Standing in the desert. The sun...beating. The wind....cutting. Palms open, out, empty, caressing dust.
Her long pony hair.....whips. Her eyes dull with oppression. The plain....stretches...out...forever. She turns, slowly she turns......and she is alone.
 I don't know if it's the loneliness or the feeling that no one cares. The door knocker frozen in place.
Maybe it's because I haven't had a 5 minute conversation with anyone other than my house....and therapist....in three to four weeks. It builds...the need to talk, communicate and share. Till it hits the wall that cries.
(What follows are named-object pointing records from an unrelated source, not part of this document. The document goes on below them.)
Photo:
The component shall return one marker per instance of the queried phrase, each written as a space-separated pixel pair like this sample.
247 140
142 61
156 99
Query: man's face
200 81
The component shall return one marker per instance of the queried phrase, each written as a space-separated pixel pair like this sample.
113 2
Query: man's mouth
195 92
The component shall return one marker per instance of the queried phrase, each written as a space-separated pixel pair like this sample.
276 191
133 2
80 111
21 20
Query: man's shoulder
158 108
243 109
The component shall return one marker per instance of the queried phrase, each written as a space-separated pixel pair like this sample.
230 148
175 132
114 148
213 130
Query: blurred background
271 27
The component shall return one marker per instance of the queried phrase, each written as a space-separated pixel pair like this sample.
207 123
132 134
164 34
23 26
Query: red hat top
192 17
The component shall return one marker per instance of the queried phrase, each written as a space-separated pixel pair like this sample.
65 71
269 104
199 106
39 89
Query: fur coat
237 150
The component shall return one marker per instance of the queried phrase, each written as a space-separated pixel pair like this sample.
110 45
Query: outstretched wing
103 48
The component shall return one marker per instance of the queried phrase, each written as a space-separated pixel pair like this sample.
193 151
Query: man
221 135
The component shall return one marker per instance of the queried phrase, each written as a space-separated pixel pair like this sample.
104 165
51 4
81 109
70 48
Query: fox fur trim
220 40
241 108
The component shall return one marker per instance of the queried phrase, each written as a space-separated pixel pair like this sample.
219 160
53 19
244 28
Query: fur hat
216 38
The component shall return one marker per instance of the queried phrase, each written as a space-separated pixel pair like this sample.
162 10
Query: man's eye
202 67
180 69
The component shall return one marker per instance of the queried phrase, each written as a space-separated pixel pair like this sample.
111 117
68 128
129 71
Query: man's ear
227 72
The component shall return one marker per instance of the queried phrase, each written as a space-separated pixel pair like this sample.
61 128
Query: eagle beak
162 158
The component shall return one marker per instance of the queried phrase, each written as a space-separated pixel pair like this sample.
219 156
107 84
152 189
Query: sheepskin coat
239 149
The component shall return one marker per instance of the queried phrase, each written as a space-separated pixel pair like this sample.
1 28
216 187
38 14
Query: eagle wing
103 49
 Awfully wet these days. Sometimes it rains without a cloud. Her language turns to her own. Thoughts simmer, down, down, down. The verbal processing plant runs out of fuel, forgets how to work. The lights dim.
Turn outward, turned in.
Isolation is only a problem based on duration and desire.
I don't want this to be worth smoot.
Whining is complaining on deaf ears and with futility. Let's talk about loneliness. Let's not. Why? To what end and purpose. Matters not that which will not change.
I will always be fairy friendless. Matters not whether it agrees with me or not. I cannt change this facet to collect anymore light.
I stand on the pinnacle...seeing what has fallen away. The air is thin, but quiet.